I could only blink at him. “Oh. Um… I’m sorry. Gan I didn’t mean to insult any of you… I guess… I suppose… It seems too easy for me to let go of that. Too easy on me.”
“Well, stinkin’ listen for once. Ch’venga has or is coming up with some kind of plan, that was obvious. So I’ll trust that it all works out for the best for you and for your precious country too… though if I had to choose between your country and you, Minis, I’d want you.”
“Thanks Gan. Thank you. You’ve… given me a lot to think about.” I felt as though he’d taken a hammer to this enormously thick glass wall inside me. It wasn’t broken through yet but there were huge cracks in it, finally.

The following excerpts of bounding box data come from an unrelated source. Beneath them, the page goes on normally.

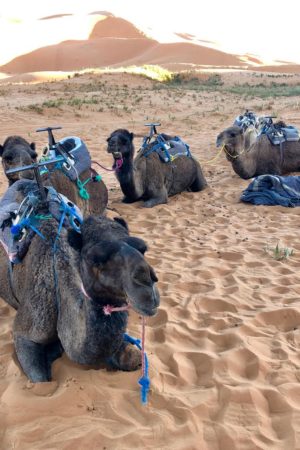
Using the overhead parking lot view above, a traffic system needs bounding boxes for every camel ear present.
[114,217,129,231]
[150,266,158,283]
[124,237,148,255]
[68,228,83,251]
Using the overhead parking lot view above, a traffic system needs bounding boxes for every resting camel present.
[0,136,38,186]
[0,136,108,217]
[0,216,159,382]
[217,126,300,180]
[107,129,207,208]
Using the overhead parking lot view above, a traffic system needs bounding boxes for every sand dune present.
[0,74,300,450]
[0,17,249,73]
[0,11,300,74]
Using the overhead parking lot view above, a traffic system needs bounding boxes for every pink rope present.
[142,316,146,376]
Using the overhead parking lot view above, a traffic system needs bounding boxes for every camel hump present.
[40,136,92,181]
[144,133,192,162]
[261,122,300,145]
[0,179,83,264]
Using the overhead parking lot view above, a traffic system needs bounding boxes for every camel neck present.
[116,152,139,200]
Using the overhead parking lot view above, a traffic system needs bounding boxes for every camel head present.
[0,136,38,185]
[216,126,245,161]
[107,129,134,160]
[69,225,160,316]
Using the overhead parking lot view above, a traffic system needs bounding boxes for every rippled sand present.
[0,75,300,450]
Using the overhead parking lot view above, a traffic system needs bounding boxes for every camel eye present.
[133,270,151,285]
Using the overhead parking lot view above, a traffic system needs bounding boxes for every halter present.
[221,144,245,159]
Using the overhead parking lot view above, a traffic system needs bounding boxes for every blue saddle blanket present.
[241,175,300,208]
[142,133,192,163]
[42,136,92,181]
[0,178,83,264]
[260,123,300,145]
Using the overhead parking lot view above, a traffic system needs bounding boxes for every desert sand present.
[0,67,300,450]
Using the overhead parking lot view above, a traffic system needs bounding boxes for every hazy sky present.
[0,0,300,64]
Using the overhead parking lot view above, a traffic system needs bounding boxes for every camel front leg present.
[14,336,63,383]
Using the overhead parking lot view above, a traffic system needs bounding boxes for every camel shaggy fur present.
[0,216,159,382]
[217,126,300,180]
[0,136,38,186]
[107,129,207,208]
[0,136,108,217]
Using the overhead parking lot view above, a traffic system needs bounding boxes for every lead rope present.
[104,306,150,405]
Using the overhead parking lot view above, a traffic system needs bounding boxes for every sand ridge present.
[0,74,300,450]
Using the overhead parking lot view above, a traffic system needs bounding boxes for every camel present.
[0,216,159,383]
[107,129,207,208]
[217,126,300,180]
[0,136,38,186]
[0,136,108,217]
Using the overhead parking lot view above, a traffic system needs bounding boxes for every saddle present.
[42,136,91,181]
[233,109,259,131]
[0,179,83,264]
[141,133,192,163]
[260,119,300,145]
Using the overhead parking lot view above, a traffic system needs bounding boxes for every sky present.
[0,0,300,64]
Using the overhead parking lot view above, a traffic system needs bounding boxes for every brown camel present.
[0,216,159,382]
[107,129,207,208]
[0,136,108,217]
[217,126,300,180]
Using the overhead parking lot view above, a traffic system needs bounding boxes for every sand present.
[0,74,300,450]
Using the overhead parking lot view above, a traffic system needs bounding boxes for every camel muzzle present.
[112,152,122,159]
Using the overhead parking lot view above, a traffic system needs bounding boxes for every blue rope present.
[124,333,150,405]
[10,217,45,239]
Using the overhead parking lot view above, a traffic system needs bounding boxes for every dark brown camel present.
[107,129,207,208]
[0,136,38,186]
[0,136,108,217]
[217,126,300,180]
[0,216,159,382]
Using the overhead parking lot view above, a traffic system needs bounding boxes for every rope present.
[76,178,92,200]
[201,144,225,165]
[223,144,245,159]
[124,316,150,405]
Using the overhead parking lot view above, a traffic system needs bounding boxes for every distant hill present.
[0,13,299,74]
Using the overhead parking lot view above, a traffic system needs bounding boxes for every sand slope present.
[0,75,300,450]
[0,17,246,73]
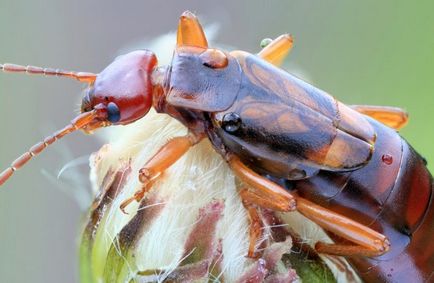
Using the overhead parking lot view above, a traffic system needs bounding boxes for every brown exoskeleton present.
[0,12,434,282]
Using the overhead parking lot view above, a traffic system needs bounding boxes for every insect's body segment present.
[154,39,434,282]
[0,12,434,282]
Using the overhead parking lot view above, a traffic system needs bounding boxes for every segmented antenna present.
[0,63,97,83]
[0,109,101,186]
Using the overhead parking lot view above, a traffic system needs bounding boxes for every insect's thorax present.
[206,51,375,180]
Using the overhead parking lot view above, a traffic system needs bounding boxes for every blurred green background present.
[0,0,434,282]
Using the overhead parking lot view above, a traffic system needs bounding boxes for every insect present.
[0,12,434,282]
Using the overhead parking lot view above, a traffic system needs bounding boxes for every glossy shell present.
[211,51,375,180]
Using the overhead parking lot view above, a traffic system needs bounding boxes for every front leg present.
[120,133,203,214]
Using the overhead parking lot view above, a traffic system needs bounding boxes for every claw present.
[119,190,146,214]
[119,196,136,215]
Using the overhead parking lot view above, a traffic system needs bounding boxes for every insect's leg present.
[297,197,390,256]
[258,34,293,66]
[228,155,390,256]
[239,188,263,258]
[350,105,408,130]
[176,11,208,48]
[228,155,296,211]
[120,133,203,213]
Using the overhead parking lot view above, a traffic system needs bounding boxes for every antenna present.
[0,63,97,83]
[0,109,107,186]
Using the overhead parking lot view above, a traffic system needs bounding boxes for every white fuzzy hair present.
[85,26,362,282]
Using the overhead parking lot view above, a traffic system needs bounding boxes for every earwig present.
[0,12,434,282]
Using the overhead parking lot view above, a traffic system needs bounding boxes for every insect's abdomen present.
[294,119,434,282]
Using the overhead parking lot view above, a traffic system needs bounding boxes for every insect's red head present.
[81,50,157,130]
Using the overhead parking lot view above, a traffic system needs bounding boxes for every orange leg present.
[120,133,203,213]
[228,156,390,256]
[258,34,293,66]
[239,189,263,258]
[228,155,296,211]
[297,197,390,256]
[176,11,208,48]
[351,105,408,130]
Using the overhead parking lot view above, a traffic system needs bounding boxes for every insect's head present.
[81,50,157,130]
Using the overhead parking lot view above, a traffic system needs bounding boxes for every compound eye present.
[107,102,121,123]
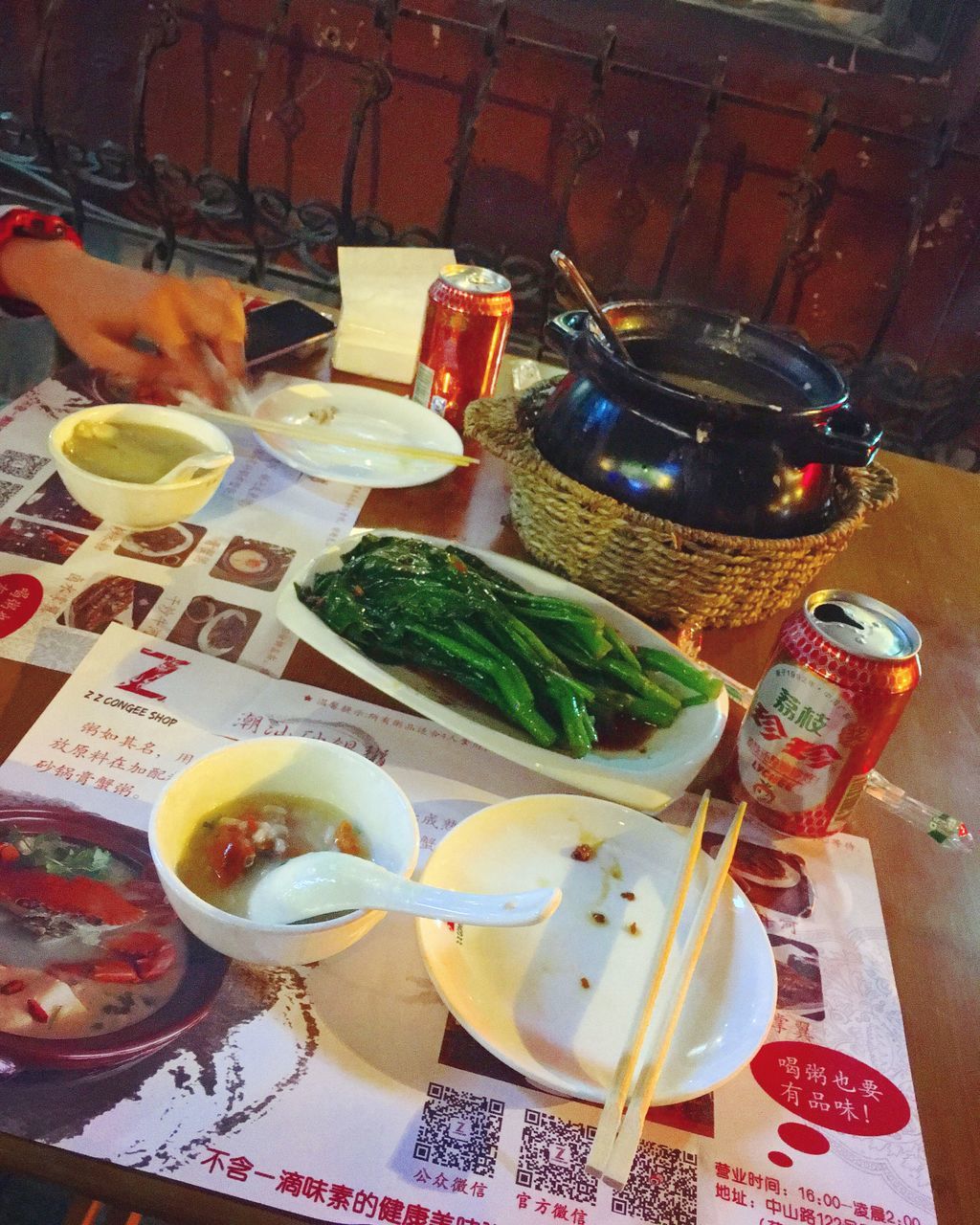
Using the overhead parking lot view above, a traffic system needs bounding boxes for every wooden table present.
[0,365,980,1225]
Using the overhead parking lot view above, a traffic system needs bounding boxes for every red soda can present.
[734,590,923,838]
[412,263,513,433]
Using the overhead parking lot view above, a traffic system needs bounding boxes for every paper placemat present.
[0,371,368,677]
[0,626,936,1225]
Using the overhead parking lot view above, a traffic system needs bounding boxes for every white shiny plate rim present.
[415,795,778,1106]
[253,379,463,489]
[276,528,727,811]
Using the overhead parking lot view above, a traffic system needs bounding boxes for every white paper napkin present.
[333,246,456,384]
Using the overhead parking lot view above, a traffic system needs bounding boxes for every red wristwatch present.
[0,209,82,319]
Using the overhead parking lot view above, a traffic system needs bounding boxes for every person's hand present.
[0,239,245,407]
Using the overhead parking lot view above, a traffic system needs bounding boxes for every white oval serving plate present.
[416,795,775,1105]
[254,379,463,489]
[276,528,727,811]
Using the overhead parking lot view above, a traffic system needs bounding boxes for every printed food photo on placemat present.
[769,932,824,1020]
[211,537,297,591]
[0,518,88,566]
[0,796,228,1076]
[115,523,207,566]
[57,574,163,634]
[0,480,23,506]
[702,833,813,922]
[0,451,50,480]
[167,595,259,660]
[19,473,101,532]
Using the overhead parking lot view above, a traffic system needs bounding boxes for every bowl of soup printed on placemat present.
[115,523,207,566]
[167,595,259,660]
[0,804,227,1072]
[211,537,297,591]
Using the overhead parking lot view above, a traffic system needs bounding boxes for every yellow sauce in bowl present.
[64,421,206,485]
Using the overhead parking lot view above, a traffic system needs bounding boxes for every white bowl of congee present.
[149,736,419,966]
[48,404,234,528]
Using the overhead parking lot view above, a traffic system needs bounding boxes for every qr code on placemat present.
[612,1141,697,1225]
[516,1110,596,1204]
[412,1081,503,1178]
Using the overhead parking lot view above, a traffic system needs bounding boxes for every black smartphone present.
[245,298,337,367]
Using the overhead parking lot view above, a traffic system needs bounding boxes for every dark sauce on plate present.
[595,714,657,753]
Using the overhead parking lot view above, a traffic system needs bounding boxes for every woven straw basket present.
[465,385,898,629]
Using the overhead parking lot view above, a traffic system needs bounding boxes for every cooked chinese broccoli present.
[297,533,708,757]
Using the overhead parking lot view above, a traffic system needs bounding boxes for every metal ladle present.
[551,251,635,367]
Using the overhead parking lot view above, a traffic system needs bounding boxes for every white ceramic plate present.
[417,795,775,1105]
[276,528,727,810]
[248,379,463,489]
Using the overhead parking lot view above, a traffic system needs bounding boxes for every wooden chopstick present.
[603,804,745,1187]
[180,395,480,468]
[586,791,712,1178]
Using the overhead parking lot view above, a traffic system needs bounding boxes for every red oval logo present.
[0,574,44,638]
[752,1042,911,1136]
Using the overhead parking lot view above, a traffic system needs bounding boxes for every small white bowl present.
[149,736,419,966]
[48,404,234,528]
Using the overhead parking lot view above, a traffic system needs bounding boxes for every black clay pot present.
[534,301,880,537]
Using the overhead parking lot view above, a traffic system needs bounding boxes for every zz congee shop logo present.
[115,647,189,702]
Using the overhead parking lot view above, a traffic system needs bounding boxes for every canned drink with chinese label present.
[412,263,513,432]
[734,590,922,838]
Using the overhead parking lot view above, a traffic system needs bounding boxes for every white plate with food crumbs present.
[417,795,775,1105]
[254,375,463,489]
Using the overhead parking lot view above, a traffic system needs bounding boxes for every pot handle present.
[546,310,588,358]
[784,412,883,468]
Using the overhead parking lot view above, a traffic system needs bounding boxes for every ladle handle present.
[551,251,632,365]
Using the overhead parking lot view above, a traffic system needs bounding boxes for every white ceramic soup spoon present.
[153,451,235,485]
[249,850,561,927]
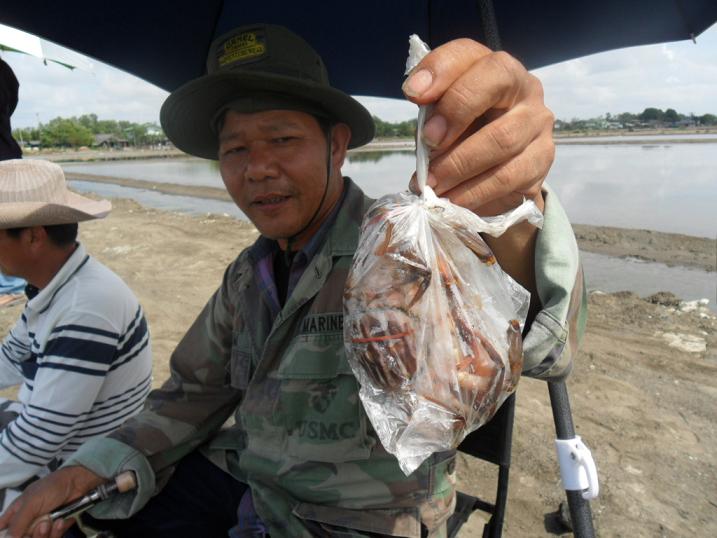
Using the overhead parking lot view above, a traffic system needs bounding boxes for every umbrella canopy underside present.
[0,0,717,97]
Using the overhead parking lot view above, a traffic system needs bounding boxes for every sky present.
[1,21,717,128]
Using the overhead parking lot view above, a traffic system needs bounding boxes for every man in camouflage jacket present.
[0,25,584,537]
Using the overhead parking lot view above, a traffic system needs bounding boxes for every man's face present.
[0,230,32,278]
[219,110,343,248]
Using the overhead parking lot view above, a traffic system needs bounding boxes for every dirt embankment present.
[0,200,717,538]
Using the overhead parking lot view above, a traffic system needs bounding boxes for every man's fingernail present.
[423,114,448,148]
[403,69,433,97]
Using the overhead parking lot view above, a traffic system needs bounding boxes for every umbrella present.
[0,0,717,97]
[0,24,75,69]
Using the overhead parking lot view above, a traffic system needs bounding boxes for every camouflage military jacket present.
[67,178,582,537]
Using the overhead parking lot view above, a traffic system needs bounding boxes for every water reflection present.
[346,151,413,163]
[64,143,717,238]
[547,144,717,237]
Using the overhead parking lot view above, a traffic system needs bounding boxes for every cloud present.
[534,22,717,120]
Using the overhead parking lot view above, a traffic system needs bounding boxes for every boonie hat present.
[160,24,375,160]
[0,159,112,230]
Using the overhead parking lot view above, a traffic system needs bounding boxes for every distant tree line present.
[13,114,167,148]
[555,108,717,131]
[13,108,717,148]
[373,116,416,138]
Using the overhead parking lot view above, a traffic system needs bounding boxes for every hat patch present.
[217,30,266,68]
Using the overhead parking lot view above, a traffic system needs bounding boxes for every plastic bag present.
[344,33,542,474]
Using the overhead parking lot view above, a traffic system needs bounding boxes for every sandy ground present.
[0,200,717,538]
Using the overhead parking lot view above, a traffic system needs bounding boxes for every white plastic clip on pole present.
[555,435,600,500]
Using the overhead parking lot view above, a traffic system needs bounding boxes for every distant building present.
[92,134,129,149]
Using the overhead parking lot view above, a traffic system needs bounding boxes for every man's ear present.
[25,226,48,249]
[331,123,351,170]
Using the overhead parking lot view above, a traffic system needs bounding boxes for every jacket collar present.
[26,243,90,314]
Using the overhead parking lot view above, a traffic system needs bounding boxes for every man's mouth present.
[252,194,289,206]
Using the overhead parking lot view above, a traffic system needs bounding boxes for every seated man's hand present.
[0,466,105,538]
[403,39,555,216]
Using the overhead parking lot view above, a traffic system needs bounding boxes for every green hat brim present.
[160,72,375,160]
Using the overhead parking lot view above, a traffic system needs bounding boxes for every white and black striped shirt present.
[0,245,152,489]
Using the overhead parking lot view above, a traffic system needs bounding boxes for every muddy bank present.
[573,224,717,271]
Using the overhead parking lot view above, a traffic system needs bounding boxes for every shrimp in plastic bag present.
[344,36,542,474]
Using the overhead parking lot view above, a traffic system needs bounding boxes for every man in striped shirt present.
[0,160,152,509]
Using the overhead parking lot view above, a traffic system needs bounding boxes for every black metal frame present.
[448,394,515,538]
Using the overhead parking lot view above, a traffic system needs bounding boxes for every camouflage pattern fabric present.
[68,178,577,538]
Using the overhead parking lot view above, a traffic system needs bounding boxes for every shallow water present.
[70,181,717,311]
[63,139,717,238]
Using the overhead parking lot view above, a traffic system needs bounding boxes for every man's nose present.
[246,144,278,181]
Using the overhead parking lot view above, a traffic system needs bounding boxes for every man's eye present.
[223,146,246,155]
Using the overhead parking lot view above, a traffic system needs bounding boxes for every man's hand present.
[403,39,555,216]
[403,39,555,302]
[0,465,105,538]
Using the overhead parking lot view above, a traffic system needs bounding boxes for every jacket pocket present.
[272,332,375,463]
[229,331,252,390]
[294,503,421,538]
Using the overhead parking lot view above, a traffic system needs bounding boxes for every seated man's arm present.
[0,318,30,389]
[60,262,242,517]
[0,308,134,488]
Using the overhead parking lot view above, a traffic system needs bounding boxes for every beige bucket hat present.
[0,159,112,230]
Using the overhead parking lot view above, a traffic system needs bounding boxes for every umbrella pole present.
[477,0,597,538]
[478,0,503,50]
[548,381,595,538]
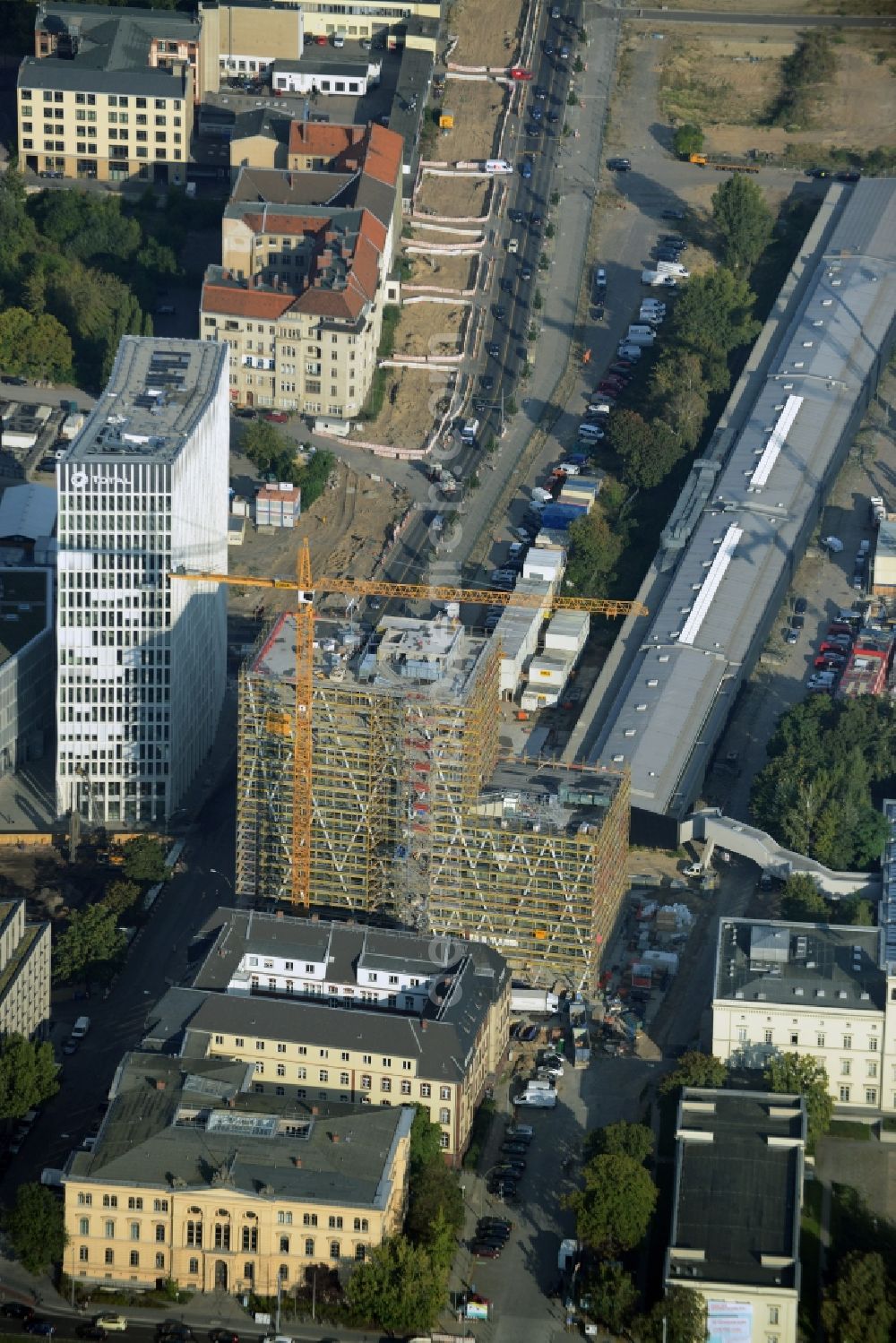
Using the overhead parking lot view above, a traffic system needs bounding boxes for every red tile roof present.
[363,122,404,186]
[289,121,364,159]
[202,280,296,323]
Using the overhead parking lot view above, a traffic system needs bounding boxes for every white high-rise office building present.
[56,336,229,824]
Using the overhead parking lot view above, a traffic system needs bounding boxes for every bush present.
[672,124,705,159]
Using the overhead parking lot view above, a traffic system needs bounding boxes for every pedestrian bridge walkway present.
[681,807,882,901]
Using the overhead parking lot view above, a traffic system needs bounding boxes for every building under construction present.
[237,614,629,988]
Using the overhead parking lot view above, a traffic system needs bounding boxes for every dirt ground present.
[447,0,522,65]
[404,254,477,288]
[363,368,449,447]
[434,80,508,162]
[415,173,495,219]
[395,304,469,355]
[659,0,893,10]
[228,461,406,614]
[659,25,896,154]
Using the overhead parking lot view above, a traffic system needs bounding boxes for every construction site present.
[237,606,629,991]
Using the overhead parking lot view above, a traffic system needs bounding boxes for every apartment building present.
[200,124,401,419]
[712,918,896,1119]
[63,1053,414,1296]
[665,1087,806,1343]
[0,564,56,776]
[56,336,229,826]
[16,5,200,184]
[0,900,49,1037]
[143,909,511,1165]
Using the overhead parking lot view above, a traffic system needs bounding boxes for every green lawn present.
[799,1179,823,1338]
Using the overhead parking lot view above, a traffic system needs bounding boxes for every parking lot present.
[455,1057,657,1343]
[704,362,896,821]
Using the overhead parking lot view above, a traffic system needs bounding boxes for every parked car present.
[470,1241,501,1259]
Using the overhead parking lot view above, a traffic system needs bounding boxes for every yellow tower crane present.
[168,538,648,908]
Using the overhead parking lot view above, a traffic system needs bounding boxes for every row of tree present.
[780,873,874,928]
[239,420,336,509]
[567,177,772,597]
[0,168,184,387]
[750,694,896,870]
[345,1106,463,1337]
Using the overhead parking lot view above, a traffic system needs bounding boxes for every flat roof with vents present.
[65,336,227,471]
[585,178,896,818]
[667,1087,806,1289]
[713,918,887,1012]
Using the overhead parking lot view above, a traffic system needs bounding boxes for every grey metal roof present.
[62,336,227,473]
[713,918,887,1012]
[0,485,56,542]
[667,1087,806,1291]
[230,165,395,228]
[68,1053,414,1209]
[150,909,508,1081]
[590,178,896,814]
[17,56,189,98]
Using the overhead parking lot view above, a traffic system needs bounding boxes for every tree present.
[102,881,140,915]
[780,872,829,923]
[52,904,126,983]
[567,1155,657,1256]
[0,1034,59,1119]
[672,122,705,159]
[763,1053,834,1151]
[637,1287,707,1343]
[672,266,762,391]
[407,1106,444,1179]
[404,1106,463,1246]
[750,694,896,870]
[649,349,710,452]
[584,1119,656,1166]
[0,307,73,382]
[712,173,774,274]
[4,1184,68,1273]
[610,411,684,489]
[821,1253,896,1343]
[345,1235,447,1335]
[586,1264,638,1334]
[659,1049,728,1096]
[121,835,168,882]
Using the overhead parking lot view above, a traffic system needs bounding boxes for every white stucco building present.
[712,900,896,1117]
[56,336,229,824]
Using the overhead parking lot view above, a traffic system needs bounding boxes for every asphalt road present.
[0,771,235,1203]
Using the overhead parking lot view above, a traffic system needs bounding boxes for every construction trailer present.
[237,614,629,991]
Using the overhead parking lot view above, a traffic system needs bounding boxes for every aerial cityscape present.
[0,0,896,1343]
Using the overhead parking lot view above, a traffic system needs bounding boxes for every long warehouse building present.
[579,178,896,838]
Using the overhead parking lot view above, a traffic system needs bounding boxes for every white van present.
[579,420,603,443]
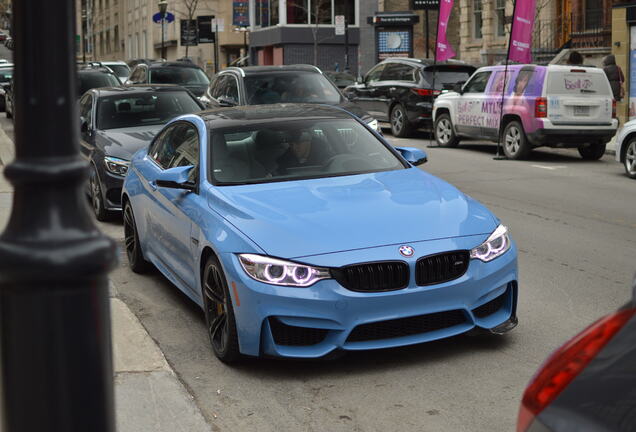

“And my family and Farasha are going to be coming up here for dinner tomorrow, so go scrub your brain out in the bath and get a good night’s sleep for once?”
“But…” He smacked fingers across my lips, shutting me up.
“Shh!” He said, firmly. “We are going to keep on as if 14.8 has already been solved. No negative words, no arguing, no worrying. It’s in Ch’venga’s hands and he’s shown that he can solve the impossible situation over and over and over again.”
All I could do was nod, and I smiled against his fingers, warm across my mouth. He smiled back. “Do I have your word on that?”
When he took his fingers away so I could answer I had to find the air somewhere. “Yes. I will not worry.”